Reading Mieko Kanai’s stories is an unsettling experience, like swimming underwater, existing in a new and shimmering medium, and coming up for air between stories just to make sure everything is still real — or as real as you remember it. Concurrently, it feels as if one were skating on a slippery surface, gliding along, glimpsing things possibly more substantial beneath — maybe even catching sight of your own double.
In “Rivals,” a standout among the stories collected in “The Word Book,” a writer travels north on a train, moving through dreamlike landscapes of forests and wastelands. She meets an encyclopedia salesman in the dining car who asks her to join him for a whiskey. He reveals that he used to be a writer; he tells her of his first love, of a rival for the woman’s affections, and how he found the rival’s notebook, identical to his own, with passages from his own works. This mirror effect, this fragmenting of self, forced the man to abandon writing. The story enfolds and explodes like a rose grenade, asking questions about originality and inspiration.
In “Windows,” a photographer meets an author in a teahouse; already an imagined character, he arrives just as the author is delineating his nature. He tells her of memories and photographs and the shifting relics of past and present, and how he took the same photograph every day for 20 years. Concerned with fluctuations of time and the impossibility of capturing memories and things, the story allows us into the writer’s mind.
“The Rose Tango” tells of a boy’s childhood in postwar Peking, his return to Japan, the death of his parents, his membership in a criminal gang and the formation of a musical group. It reminded me of Borges’ “Man on Pink Corner” with its tangos, violence and yakuza molls.
The history of memory, the hierarchy of recall, the question of fictive selves, autobiography, identity, and fiction about fiction are the subject matters of “The Time of One’s Life.”
“Vague Departure” and “Fiction” are mirror-image stories. The first deals with an act of loss, a lover’s departure and the different-depth perceptions of love and forgetting, while the latter is a story of longing for something insubstantial, something just out of reach. Both enact their own storytelling within their fictions — that is to say, both are self-aware that whatever our reality is, whatever stage our desire is at, then that “situation” may change in an instant or change imperceptibly over time until it is unrecognizable from the original.
Regaled by a rival and a reader, the narrator of “The Voice” questions what it is to be a character, and from where writers get their stories — how difficult is it to be original without appropriating others’ stories and others’ lives?

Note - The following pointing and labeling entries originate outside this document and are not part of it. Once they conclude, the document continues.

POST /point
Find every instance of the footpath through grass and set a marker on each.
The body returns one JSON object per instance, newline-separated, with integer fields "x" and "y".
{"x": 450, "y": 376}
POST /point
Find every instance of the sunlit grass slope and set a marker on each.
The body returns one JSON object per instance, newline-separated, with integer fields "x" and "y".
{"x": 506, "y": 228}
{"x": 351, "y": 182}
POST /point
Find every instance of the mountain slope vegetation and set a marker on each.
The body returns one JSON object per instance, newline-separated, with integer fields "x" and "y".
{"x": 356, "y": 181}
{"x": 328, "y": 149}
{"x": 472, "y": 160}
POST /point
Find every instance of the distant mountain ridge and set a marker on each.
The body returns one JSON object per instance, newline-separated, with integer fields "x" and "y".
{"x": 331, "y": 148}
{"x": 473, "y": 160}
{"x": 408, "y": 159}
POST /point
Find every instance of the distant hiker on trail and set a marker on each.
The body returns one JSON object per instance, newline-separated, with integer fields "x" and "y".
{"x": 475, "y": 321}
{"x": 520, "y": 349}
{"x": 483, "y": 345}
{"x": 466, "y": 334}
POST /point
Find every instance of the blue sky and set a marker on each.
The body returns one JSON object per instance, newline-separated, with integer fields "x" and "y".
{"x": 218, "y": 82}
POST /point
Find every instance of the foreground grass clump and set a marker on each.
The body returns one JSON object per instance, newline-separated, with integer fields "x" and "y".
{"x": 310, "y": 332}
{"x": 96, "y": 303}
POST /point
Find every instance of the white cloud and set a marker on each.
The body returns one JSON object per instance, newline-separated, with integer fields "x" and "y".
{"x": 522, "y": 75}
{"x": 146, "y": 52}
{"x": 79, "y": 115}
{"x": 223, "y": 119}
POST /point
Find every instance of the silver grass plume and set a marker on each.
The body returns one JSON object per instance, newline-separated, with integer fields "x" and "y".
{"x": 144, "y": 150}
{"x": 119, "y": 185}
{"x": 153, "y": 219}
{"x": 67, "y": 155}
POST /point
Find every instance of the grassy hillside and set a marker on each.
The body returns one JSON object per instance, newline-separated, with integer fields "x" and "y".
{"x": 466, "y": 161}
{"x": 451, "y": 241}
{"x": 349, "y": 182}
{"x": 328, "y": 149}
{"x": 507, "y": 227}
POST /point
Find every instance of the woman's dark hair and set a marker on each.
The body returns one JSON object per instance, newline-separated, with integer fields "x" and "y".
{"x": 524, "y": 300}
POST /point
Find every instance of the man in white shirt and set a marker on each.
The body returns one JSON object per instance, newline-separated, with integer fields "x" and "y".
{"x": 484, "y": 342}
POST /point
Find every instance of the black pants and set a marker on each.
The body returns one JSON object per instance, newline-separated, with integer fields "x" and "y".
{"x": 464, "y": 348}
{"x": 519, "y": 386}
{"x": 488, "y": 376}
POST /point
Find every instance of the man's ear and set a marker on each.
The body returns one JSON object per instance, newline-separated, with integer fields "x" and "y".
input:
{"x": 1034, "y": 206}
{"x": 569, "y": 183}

Three stories reminded me of Surrealist paintings. “The Moon” is like a Paul Delvaux painting. A ghostly paranoia pervades; the narrator, haunted by memory, realizes things are not quite what they seem. “The Boundary Line” — a nightmarish story about a drowned corpse — conjures images of Yves Tanguy-like beaches, where the boundary lines between the real and dream, life and death are vague. “Kitchen Plays,” with its chance encounters and dreamlike train journeys, is very Chirico-esque.
Kanai’s tales are fragmented and nebulous yet remain vivid in the memory. Smells and objects act as catalysts for narrative. The storyteller becomes a character telling a story about a storyteller. The stories tell of plays and films that are versions of the stories, and vice versa. These interconnected stories are concerned with travel, memory, identity and writing — like Roberto Bolano rewritten in the slow-motion prose of W.G. Sebald. Very good.